Their individual personalities are as varied as their splendidly diverse backgrounds. Some are quiet, some more animated. Others are serious, still others more lighthearted. Most seem to have parents who themselves are highly educated and prosperous, and those parental accomplishments constitute an ever-present factor in these students' aspirations and rebellions. Pretty much like the rest of us.

They anticipate working very hard for the rest of their lives. One told me how happy he was to get an internship at a big investment bank where, he added, the work day went from "9 a.m. to 1 a.m." As someone who has always sought work hours that stretched from 9 a.m. to 1 p.m., this expectation struck me as . . . well, it struck me. Hard.

Gluttons for punishment, they don't merely want to be leaders; they want to be "transformational leaders," the kind who inspire workforces, who imagine powerful change and take their organizations on a thrilling charge through uncharted terrain to that amazing new world of breathtaking innovation and higher definition than anyone ever conceived. Heck, I thought they all just wanted to be rich enough to afford car elevators.

I was very wrong. Their notion of transformation extends to this world we all inhabit. A startling number of these high achievers see futures in which they build a legacy of betterment. There's the woman who wants to consult with hospital administrators for the simple reason that we who occasionally get ill need better hospitals. "Oh, please," I wanted to yell. "Start today!"

There was the young man who insisted that none of his already vast educational preparation was worth anything if he couldn't "make a difference." I told him he reminded me of my scoutmaster, who always told us to leave our campsite better - "than you found it," he interjected. He had been a Boy Scout, too, and he agreed that this was what he was talking about.

One guy finally sounded like the stereotype of the future captain of industry as he painted a picture of fabulous success buying and selling enterprises, building spectacular edifices of profitability. I felt a little like Julia Roberts up in the penthouse in her bathrobe listening to Richard Gere end every sentence with "because it's the best."

Then the student messed it up by offering me $500 for the hour. No, actually, he messed it up by telling me he didn't want to do all this buying and selling in a big city. "I'm newly married," he said. "We want kids, and we want to raise them right." The dream will be harder to achieve in a smaller setting, but that's where his family will achieve it.
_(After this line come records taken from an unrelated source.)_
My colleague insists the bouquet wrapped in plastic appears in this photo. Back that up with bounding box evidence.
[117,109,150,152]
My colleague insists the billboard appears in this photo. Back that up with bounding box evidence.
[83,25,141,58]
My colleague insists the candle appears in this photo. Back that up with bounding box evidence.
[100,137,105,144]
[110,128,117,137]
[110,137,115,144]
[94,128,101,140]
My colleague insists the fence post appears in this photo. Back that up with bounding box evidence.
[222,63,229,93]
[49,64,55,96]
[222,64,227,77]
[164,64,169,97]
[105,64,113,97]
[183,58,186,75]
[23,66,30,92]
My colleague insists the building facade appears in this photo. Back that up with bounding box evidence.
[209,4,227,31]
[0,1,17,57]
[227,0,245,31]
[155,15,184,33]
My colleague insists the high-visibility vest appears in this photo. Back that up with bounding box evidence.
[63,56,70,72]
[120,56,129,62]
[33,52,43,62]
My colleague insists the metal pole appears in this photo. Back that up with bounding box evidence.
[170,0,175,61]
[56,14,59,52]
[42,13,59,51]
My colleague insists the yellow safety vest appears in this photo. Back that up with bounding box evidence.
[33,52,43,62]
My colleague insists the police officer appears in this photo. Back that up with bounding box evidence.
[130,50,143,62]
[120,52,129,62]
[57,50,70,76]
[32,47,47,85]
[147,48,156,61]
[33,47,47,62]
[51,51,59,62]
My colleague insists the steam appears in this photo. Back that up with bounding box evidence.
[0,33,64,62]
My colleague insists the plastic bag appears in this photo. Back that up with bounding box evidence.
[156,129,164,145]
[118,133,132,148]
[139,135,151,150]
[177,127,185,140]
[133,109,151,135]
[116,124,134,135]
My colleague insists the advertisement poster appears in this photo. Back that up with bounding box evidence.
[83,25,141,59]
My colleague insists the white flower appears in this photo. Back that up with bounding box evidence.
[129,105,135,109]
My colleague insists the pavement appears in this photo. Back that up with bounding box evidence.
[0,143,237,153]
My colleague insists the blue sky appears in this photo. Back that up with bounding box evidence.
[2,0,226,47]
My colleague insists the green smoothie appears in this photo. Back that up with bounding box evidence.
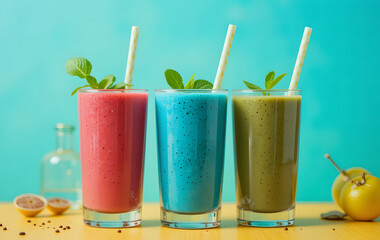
[232,93,301,213]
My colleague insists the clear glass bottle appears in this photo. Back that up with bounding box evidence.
[41,123,82,209]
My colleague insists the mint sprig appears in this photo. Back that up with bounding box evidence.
[65,57,133,96]
[243,71,287,89]
[165,69,213,89]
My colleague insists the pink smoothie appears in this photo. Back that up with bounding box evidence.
[78,90,148,213]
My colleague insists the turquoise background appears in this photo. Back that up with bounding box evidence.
[0,0,380,201]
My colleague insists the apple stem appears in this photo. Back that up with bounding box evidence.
[325,153,351,181]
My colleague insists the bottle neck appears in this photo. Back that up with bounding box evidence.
[57,131,73,151]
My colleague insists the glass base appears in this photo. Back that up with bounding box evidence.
[83,208,141,228]
[161,208,220,229]
[237,208,294,227]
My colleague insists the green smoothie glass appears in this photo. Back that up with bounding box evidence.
[232,89,301,227]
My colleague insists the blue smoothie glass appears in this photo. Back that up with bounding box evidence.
[155,89,227,229]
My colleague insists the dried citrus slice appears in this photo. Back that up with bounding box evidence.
[13,193,47,217]
[48,197,72,214]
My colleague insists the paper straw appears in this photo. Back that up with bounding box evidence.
[289,27,312,90]
[213,24,236,89]
[125,26,139,89]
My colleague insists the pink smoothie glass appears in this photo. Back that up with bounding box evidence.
[78,89,148,228]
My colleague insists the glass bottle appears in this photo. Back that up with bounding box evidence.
[41,123,82,209]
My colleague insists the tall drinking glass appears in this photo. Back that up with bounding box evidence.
[155,90,227,229]
[78,89,148,228]
[232,90,301,227]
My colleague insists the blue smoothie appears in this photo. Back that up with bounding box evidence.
[155,90,227,213]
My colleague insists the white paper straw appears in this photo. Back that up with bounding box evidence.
[125,26,139,89]
[289,27,312,90]
[213,24,236,89]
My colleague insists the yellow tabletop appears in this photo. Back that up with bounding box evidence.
[0,203,380,240]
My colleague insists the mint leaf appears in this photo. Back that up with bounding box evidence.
[185,74,195,89]
[86,75,99,89]
[243,81,261,89]
[109,83,133,89]
[193,79,213,89]
[165,69,184,89]
[65,57,92,78]
[265,71,274,89]
[71,85,90,96]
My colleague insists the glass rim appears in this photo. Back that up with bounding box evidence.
[232,89,302,93]
[154,89,228,93]
[78,89,149,93]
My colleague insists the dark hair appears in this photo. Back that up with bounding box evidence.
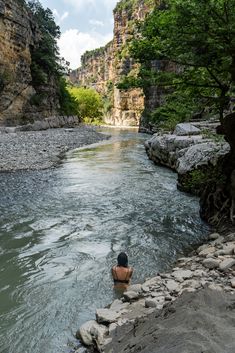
[117,252,128,267]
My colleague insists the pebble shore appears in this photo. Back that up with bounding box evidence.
[76,233,235,353]
[0,125,108,172]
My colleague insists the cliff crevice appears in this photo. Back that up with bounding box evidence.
[71,0,156,126]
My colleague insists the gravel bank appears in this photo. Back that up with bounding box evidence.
[0,126,108,172]
[75,233,235,353]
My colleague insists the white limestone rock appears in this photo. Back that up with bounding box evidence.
[165,280,179,293]
[202,258,220,269]
[109,299,130,312]
[209,233,220,240]
[96,309,121,324]
[145,297,165,309]
[219,258,235,271]
[123,290,140,302]
[198,246,216,257]
[172,270,193,281]
[174,123,201,136]
[76,320,108,346]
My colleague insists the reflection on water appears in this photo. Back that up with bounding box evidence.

These aspiring transformers revealed another quality that surprised me with its frequency and plainness: humility. That's right. They all want to change the world, but they are humble about it. When the Beatles sang to my generation, a lot of us thought there was gonna be a revolution. But the transformations these brave leaders-in-training foresee won't come about in one spectacular revolution, but, rather, thousands of smaller ones. You know, like a new hospital wing, or a very good home for a family of four. A better campsite, you might say.

Much has been written about this generation of twentysomethings, much of it critical and unhopeful. During the last year, I've encountered 16 of them issuing sharp new messages into the blogosphere. They unroll the carpets of their brilliant lives into the world we have chosen to leave them, and there is a smile on their faces.

They expect it to be as brutal as we keep telling them it will be. But the lesson learned is not, "So just give up." The lesson is to work even harder to prepare, to adopt a vision of the future where the bettering is less grand but no less wonderful, where one small transformation counts because it is one of thousands initiated by leaders who feel in their hearts that, no matter how lonely the battle may get, they are not, not ever, alone.

These protostars gathering light and heat have a lot more than we give them credit for. They have each other.